Monday, July 02, 2007

On a Borderline

Borderline / Bonnie Rozanski
Erin,ON : Porcupine Quill Press, c2007

This a YA novel I've just read; Porcupine's Quill is a small and distinguished Canadian press who produces books of great physical quality. The size, the paper choice, all show great respect for their product, even though it is 'only' a teen novel.

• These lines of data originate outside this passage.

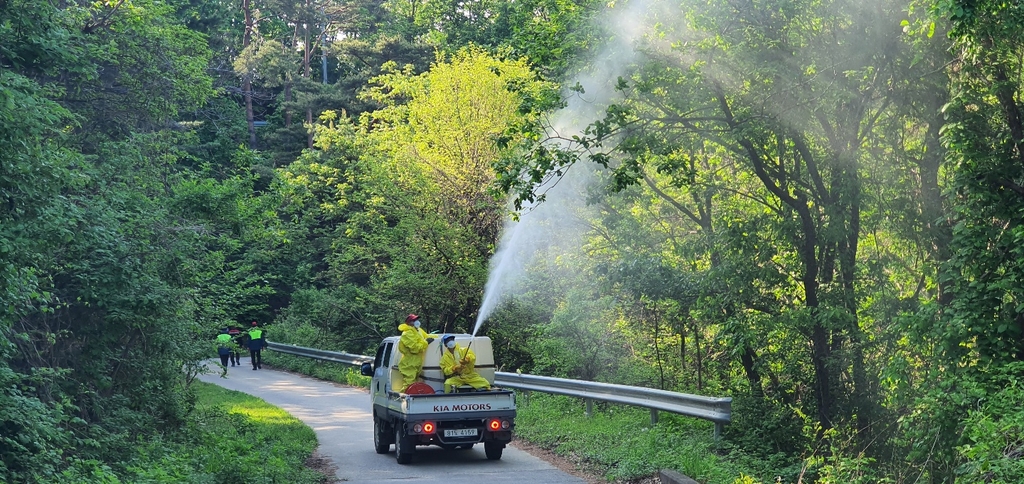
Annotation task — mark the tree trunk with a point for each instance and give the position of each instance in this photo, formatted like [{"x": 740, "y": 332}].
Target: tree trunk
[{"x": 247, "y": 85}]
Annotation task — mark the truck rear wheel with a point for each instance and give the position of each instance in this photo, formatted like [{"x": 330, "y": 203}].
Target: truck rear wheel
[
  {"x": 403, "y": 447},
  {"x": 382, "y": 436},
  {"x": 494, "y": 450}
]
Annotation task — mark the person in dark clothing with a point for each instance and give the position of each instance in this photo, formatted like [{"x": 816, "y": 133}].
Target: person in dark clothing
[
  {"x": 257, "y": 341},
  {"x": 237, "y": 345}
]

On first glance, this is a story about a teenage boy living with an autistic sibling. Guy Ritter is nearly thirteen, and lives with his mother and scientist father, and a younger brother Austin, age 5. Austin is autistic and his needs absorb their mother, while their father spends long hours at his lab, where he is doing behavioural studies with wolves. The story follows Guy as he hangs out with his best friend Matt, helps with another new treatment for Austin, becomes attached to one of the wolves in his father's study, and navigates his way through a complicated school year. YA novels are often classified as 'issue' novels, and this one has issues to spare. Beginning with the major issue of autism (what causes it? Pollution, diet, genes?), the author then casually crams in a few more. Best friend Matt is obese, his mother has abandoned his family, and he has a new bimbo of a stepmother; furthermore, his father, also obese, suffers a heart attack near the end. In her search for answers about autism, Guy's mother discusses the dangers of electromagnetic fields, pesticides, corporate fast food, vaccinations, and food allergies. His father's work brings up questions of nature vs. nurture, as well as secondary issues of animal rights.

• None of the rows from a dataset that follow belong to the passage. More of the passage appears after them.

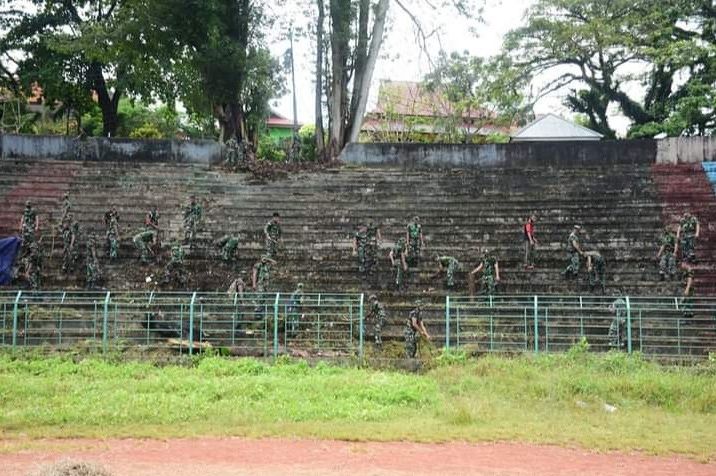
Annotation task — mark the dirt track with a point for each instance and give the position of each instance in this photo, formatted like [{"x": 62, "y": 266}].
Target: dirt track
[{"x": 236, "y": 456}]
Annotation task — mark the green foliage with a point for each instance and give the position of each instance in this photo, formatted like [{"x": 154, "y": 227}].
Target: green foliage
[
  {"x": 269, "y": 150},
  {"x": 593, "y": 47},
  {"x": 550, "y": 398}
]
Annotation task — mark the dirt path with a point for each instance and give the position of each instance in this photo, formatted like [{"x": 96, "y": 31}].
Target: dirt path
[{"x": 237, "y": 456}]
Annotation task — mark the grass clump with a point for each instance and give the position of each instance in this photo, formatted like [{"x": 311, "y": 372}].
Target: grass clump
[{"x": 608, "y": 401}]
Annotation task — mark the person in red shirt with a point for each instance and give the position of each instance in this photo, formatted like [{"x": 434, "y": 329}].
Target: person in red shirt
[{"x": 530, "y": 241}]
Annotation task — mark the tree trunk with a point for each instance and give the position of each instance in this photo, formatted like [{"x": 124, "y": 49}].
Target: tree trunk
[
  {"x": 340, "y": 11},
  {"x": 108, "y": 104},
  {"x": 320, "y": 145},
  {"x": 381, "y": 13}
]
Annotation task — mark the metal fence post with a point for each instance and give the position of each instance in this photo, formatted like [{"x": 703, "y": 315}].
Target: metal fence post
[
  {"x": 14, "y": 319},
  {"x": 191, "y": 324},
  {"x": 275, "y": 326},
  {"x": 536, "y": 320},
  {"x": 447, "y": 322},
  {"x": 629, "y": 347},
  {"x": 105, "y": 324},
  {"x": 360, "y": 326}
]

Despite this overloading, the story works. The family is well-drawn and feels very real. I felt the only stumble is in her hints that Guy might have ADD; enough problems for this kid to deal with already! His frequent mistaking of words was irritating as well, suggesting a younger child. For example, he at first thinks that Austin's diagnosis is "Austinism", he says "Bubbo" rather than Bubby in reference to Matt's grandmother, even though both he and Matt are Jewish. Perhaps that tic is intended to suggest another disorder that I'm not aware of.

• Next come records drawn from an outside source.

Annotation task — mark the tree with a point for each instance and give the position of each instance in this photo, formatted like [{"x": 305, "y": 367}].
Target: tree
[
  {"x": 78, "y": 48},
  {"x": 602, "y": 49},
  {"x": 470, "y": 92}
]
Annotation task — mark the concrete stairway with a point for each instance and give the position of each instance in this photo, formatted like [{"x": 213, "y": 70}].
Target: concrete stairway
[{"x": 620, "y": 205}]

Overall, though, the novel is a good read, featuring decent boys and lots of adventurous situations. Even with all the extras, the story is focused on the experience of living in a family centred around a special needs child. It is especially timely, illuminating the 'forgotten' sibling in this situation. The title is an expression of what she wants to examine in this novel: behaviour falls along a spectrum, and where is the borderline between 'normal' and 'not normal', or with regard to the wolf study, 'tame' or 'wild'? She does a fine job of bringing up many questions, without giving out any pat answers.